Today we weigh two modern varieties in the shadow, or perhaps the light, of a third apple that isn't here: a hundred-sixty-plus-year-old Russian variety called Yellow Transparent.
Both Lodi, at left above, and Pristine were bred to fill, to some extent, Yellow T's shoes. To be a less finicky, longer–shelf-lived replacement for the antique Russian apple (also known as White Transparent).
Pristine is small and oblate, about the size and shape of a Yellow Transparent, also with moderate ribbing. Its yellow-green is lighter than Lodi's and its pretty little rosy blush is more pronounced.
Lodi has an enticing green-apples aroma, while Pristine has no scent.
Lodi's snowy white flesh has a muted crunch and a soft and delicate texture. It is tolerably tart and bears flavors of table grapes with a hint of vanilla. Its finish is bracing and refreshing.
Pristine by contrast is crisp and juicy. Tart, like Lodi, it is better balanced by sweet notes. There is an enticing blend of lime, vanilla, pear, and white grapes, and a sweet but astringent finish.

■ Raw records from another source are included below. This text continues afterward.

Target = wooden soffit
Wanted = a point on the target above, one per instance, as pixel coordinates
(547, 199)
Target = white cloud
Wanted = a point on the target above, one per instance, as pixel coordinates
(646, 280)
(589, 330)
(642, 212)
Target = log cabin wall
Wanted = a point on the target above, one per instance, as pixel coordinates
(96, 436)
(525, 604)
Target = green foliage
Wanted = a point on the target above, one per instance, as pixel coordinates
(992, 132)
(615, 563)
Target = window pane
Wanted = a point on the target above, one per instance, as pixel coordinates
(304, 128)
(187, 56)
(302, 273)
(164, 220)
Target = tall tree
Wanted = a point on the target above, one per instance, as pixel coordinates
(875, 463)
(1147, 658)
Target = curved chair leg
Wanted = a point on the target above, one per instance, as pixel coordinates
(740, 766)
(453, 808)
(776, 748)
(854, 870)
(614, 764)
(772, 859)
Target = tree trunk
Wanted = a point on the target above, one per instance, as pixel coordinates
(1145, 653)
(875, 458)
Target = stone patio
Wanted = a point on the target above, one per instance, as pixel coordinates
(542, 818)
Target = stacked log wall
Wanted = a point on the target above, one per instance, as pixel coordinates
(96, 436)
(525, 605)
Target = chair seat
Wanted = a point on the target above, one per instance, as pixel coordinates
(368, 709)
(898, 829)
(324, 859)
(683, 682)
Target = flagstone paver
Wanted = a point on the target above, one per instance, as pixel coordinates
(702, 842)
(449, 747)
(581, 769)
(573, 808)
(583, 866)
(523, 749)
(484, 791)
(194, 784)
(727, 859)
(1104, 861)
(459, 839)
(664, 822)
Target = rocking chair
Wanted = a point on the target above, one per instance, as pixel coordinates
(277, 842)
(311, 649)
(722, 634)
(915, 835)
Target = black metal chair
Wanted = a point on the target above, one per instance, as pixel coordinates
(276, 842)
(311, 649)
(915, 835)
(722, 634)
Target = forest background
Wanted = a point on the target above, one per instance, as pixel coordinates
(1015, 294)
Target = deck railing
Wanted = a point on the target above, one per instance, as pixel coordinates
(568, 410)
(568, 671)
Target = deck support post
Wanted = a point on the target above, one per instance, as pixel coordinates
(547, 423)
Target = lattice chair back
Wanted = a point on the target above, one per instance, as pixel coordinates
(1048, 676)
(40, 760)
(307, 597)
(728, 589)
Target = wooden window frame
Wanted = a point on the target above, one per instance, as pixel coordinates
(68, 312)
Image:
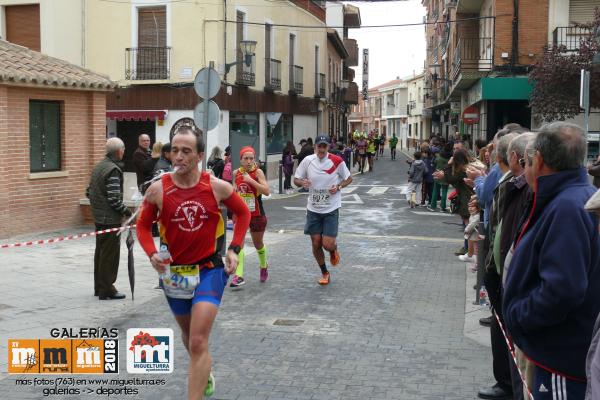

I do not have any trouble calling this contest for Pristine, although I have to note that in this case Lodi may be slightly past its prime and Pristine slightly early. Even so, Pristine's flavors are far more interesting and complex.
Furthermore Pristine has proven to be an excellent keeper for an early apple, whereas my Lodi is already starting to go off just a little.
If you are curious, check out the flavors I report in my stand-alone reviews of Pristine, based on samples that were a little more ripe.
See also my Lodi vs. Yellow Transparent comparision.
Today is Lughnasa, the astronomical and spiritual center of the summer in early August. Right around now, or perhaps a few days ago, the Yellow Transparents would be ripe, were anyone to grow them. (A few orchards still do, to my undying respect and gratitude.)
At peak, the delicate and sophisticated Transparents are well worth a journey. The trick, however, is catching them at the right moment.
Yellow Transparent's peak quality is fleeting, and the apples do not keep. Small wonder that many think of the Transparent as fodder for early applesauce rather than eating out of hand.
Yellow Transparent is Lodi's pollen parent, and Lodi was originally sold to farmers as an "improved" Yellow T. But bloodlines aside, I think that Pristine has the better claim to Transparent's legacy of sophisticated flavors at the start of the apple season.